It’s hard to imagine events from over 2000 years ago continuing to inspire emotional connection. That is among the challenges of the upcoming observance of Tisha B’Av or the Ninth of Av in the Jewish calendar remembering the destruction of the First and Second Temples in Jerusalem.
In our generation, with so few of our young people even knowledgeable about events that occurred before their birth, it’s astounding that many Jews reflect on these tragedies and weave the observance of Tisha B’Av by abstinence and fasting into the fabric of their lives.

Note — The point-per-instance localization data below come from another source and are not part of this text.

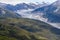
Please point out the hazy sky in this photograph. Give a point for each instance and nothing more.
(26, 1)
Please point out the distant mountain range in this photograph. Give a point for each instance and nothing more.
(51, 12)
(8, 14)
(21, 6)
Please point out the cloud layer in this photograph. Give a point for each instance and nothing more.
(26, 1)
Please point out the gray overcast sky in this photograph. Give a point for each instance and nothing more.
(26, 1)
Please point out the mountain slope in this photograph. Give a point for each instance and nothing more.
(7, 13)
(51, 12)
(27, 29)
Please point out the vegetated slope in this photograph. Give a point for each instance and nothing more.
(27, 29)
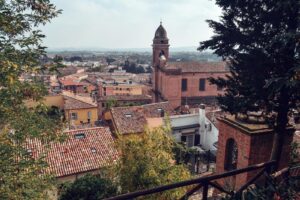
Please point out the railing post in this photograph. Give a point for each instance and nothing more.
(268, 171)
(205, 191)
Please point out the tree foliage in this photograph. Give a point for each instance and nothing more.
(260, 42)
(89, 187)
(20, 51)
(147, 161)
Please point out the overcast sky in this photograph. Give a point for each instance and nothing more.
(129, 23)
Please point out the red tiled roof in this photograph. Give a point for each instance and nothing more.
(134, 119)
(72, 103)
(70, 82)
(75, 155)
(125, 97)
(191, 67)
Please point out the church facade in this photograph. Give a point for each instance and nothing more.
(182, 83)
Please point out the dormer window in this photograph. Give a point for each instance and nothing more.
(161, 111)
(29, 151)
(93, 150)
(79, 136)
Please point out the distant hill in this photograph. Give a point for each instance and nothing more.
(92, 49)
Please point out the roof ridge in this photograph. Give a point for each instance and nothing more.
(91, 128)
(80, 100)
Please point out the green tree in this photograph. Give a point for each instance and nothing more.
(260, 41)
(20, 51)
(148, 161)
(111, 102)
(89, 187)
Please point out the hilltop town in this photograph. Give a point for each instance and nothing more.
(219, 122)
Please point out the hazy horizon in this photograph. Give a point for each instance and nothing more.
(128, 24)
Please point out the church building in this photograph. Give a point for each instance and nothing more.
(182, 83)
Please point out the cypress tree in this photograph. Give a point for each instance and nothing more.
(260, 41)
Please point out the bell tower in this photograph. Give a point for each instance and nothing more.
(160, 56)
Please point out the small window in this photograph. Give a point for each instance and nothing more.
(183, 138)
(219, 88)
(79, 136)
(201, 84)
(197, 140)
(215, 145)
(184, 84)
(231, 155)
(93, 150)
(208, 127)
(161, 111)
(29, 151)
(89, 114)
(74, 116)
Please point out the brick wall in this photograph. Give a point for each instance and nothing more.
(252, 149)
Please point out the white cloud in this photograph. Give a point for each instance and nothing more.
(129, 23)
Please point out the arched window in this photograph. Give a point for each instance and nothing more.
(231, 155)
(162, 53)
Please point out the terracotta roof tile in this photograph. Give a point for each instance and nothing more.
(186, 67)
(72, 103)
(134, 119)
(125, 97)
(77, 155)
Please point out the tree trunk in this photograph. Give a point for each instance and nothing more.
(280, 127)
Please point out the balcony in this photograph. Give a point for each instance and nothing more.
(201, 188)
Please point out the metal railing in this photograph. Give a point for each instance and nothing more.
(205, 183)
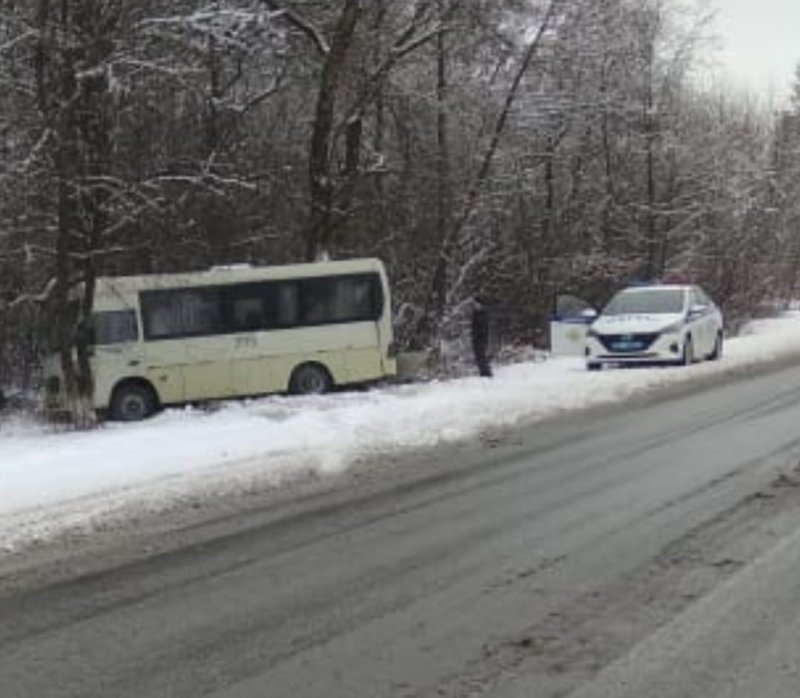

On Tisha B’Av, we close one spiritual door as a people before opening another. An important message is that by engaging and reflecting on the past challenges of our lives, we create space in the present to appreciate the goodness of life around us. Therefore, I believe that the annual observance of Tisha B’Av, with its deep connection to past tragedies, enables us to close a painful door as we move ahead and open a new door to live our lives as Jews into the future.
This imagery may be used to describe ELEM’s work on the streets in Israel. ELEM encourages thousands of young people living on the streets and provides an environment where they want to change their lives and make the leap from a life filled with pathology and often addiction to a healthy and productive lifestyle. However, the truth remains that these youth must get the psychological help they need to reflect on their past, closing one door, and the help they need to open another door and reach the full potential of their lives.
Each day, teams of professionals and volunteers actively seek troubled youth in 43 Israeli cities. The social workers, program staff and volunteers on our ELEM team are trained to be profoundly aware of the deep emotional baggage that each youth carries. Giving these young people the safe space to explore their painful past and close one door while helping them open a new door to life is a key to ELEM’s success . This is hard work and the reward of each life saved is immeasurable.